280 grit final finish and several coats of Watco. Paper towel dry, then coat with caranuba wax.
 
It really depends on the wood. With maple, you just sand it to where you want it, dye it if you like and then beat on it with boiled linseed oil until it won't soak up any more. Hit it with some fine stel wool if ya like to get the gummies off, then wax and be on your merry way. With walnut, you probably want to finish it like a gunstock so you can fill the pores if they are a problem. Now I need some advice on what to do with the really oily tropical hardwoods. Brazilian rosewood is pretty easy. The one time I used ironwood wasn't that bad either. Unstabilized amboyna seems to react well to the linseed oil finish too, but it is pretty porous,so it soaks it up big time. .But now I have ebony, blackwood, lignum vitae, tulipwood and olive. Any suggestions?
 
I have tried many different finishes on my wood handles and until I started using Bruce Bumps method I was never really satisfied with the results. I have tried super glue finish (actually not to bad imho) many different polyurethane products(always a drip,drop,sag or something I don't like) Linseed oil (nice but too much dry time between coats) Bruce turned us (BF) on to his technique a while back and this is what I use from now on too ..... WaterLox to seal the wood and simply 6-10 coats of Tru-Oil. Sand between coats with 600-1000 grit paper.Thin the Tru-Oil by 1/3 with mineral spirits. I have been using Min-Wax finishing wax prior to shipping them out.The last wood handled knife I sent out I put renaissance wax on and didn't see any difference (its supposed to be sooo good). This is a simple almost fool proof ,nothing can go wrong finish and I like it ;) BTW , I believe Tru-Oil is linseed oil with additives that help it dry much , much quicker than straight linseed oil
 
I have tru-oil. I thinned it out too much, I think, and I didn't sand between coats. How long do you wait between coats?
 
.But now I have ebony, blackwood, lignum vitae, tulipwood and olive. Any suggestions?
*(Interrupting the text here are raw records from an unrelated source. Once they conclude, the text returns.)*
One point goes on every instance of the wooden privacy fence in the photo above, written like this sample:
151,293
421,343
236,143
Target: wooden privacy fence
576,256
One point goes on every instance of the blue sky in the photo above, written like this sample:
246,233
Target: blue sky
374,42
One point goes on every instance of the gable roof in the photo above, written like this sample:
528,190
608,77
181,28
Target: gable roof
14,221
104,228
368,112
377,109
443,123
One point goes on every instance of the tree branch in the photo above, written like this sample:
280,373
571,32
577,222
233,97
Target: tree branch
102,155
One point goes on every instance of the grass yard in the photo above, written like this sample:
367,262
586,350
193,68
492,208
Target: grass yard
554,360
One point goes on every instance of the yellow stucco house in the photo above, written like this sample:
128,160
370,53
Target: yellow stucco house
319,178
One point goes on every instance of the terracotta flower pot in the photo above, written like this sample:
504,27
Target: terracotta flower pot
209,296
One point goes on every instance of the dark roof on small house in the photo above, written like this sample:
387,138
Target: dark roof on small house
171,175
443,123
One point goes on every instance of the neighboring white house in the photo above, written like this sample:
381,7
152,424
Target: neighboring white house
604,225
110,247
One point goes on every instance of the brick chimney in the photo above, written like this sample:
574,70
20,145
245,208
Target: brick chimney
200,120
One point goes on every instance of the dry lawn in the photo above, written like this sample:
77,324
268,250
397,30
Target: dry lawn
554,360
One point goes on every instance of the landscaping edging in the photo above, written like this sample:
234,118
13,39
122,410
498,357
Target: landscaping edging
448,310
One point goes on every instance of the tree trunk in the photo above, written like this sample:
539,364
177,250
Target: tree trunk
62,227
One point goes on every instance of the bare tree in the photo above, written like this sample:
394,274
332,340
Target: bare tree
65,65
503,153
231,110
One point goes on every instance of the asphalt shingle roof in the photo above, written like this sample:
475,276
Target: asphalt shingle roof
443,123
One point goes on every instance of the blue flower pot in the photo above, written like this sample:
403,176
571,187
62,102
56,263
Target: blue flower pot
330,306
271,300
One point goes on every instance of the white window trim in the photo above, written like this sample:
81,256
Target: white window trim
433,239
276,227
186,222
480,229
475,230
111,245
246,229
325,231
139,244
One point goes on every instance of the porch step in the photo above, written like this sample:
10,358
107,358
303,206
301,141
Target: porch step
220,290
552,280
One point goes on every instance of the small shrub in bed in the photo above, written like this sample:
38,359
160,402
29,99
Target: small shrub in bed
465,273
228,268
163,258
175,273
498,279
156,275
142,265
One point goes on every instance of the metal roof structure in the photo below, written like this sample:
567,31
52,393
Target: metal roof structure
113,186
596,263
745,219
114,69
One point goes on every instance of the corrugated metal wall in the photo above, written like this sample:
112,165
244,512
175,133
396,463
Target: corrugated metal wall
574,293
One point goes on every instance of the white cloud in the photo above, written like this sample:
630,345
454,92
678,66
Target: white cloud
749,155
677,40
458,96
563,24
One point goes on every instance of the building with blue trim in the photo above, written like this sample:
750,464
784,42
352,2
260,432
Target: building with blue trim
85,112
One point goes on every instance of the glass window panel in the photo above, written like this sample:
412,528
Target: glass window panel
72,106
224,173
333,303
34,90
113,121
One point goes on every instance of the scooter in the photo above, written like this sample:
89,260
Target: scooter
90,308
African blackwood and tulipwood are true rosewoods. I doubt that they need more than fine sanding, optional buffing and maybe waxing. They've got lots of oils of their own.

Lignum vitae is even more so. The stuff grinds like wax -- the sawdust tends to clump together I followed the advice of someone here, sanded to 600 grit and buffed with no-scratch white to "bring the oils and wax up". As soon as the buffer hit it, it looked like there was fresh oil on the surface. It didn't need anything more.
 
Wildewinds,
It may be easier to get the answers you want if you explained exactly how you did it. I personally sand to 220, then apply teak oil until it won't take anymore. Sand with 400, 800, 1000, 1500 then buff with fabulustre. Then renaissance wax. Many people do it many different ways.
Matt Doyle
 
Wildewinds,
It may be easier to get the answers you want if you explained exactly how you did it. I personally sand to 220, then apply teak oil until it won't take anymore. Sand with 400, 800, 1000, 1500 then buff with fabulustre. Then renaissance wax. Many people do it many different ways.
Matt Doyle

I soaked it in Teak oil for 24 hours, wiped it off and let it dry. Then I followed these directions for a handrubbed oil finish: http://riflestocks.tripod.com/sfinish.html

The woods for the handle are ebony and cocobolo. Mostly ebony.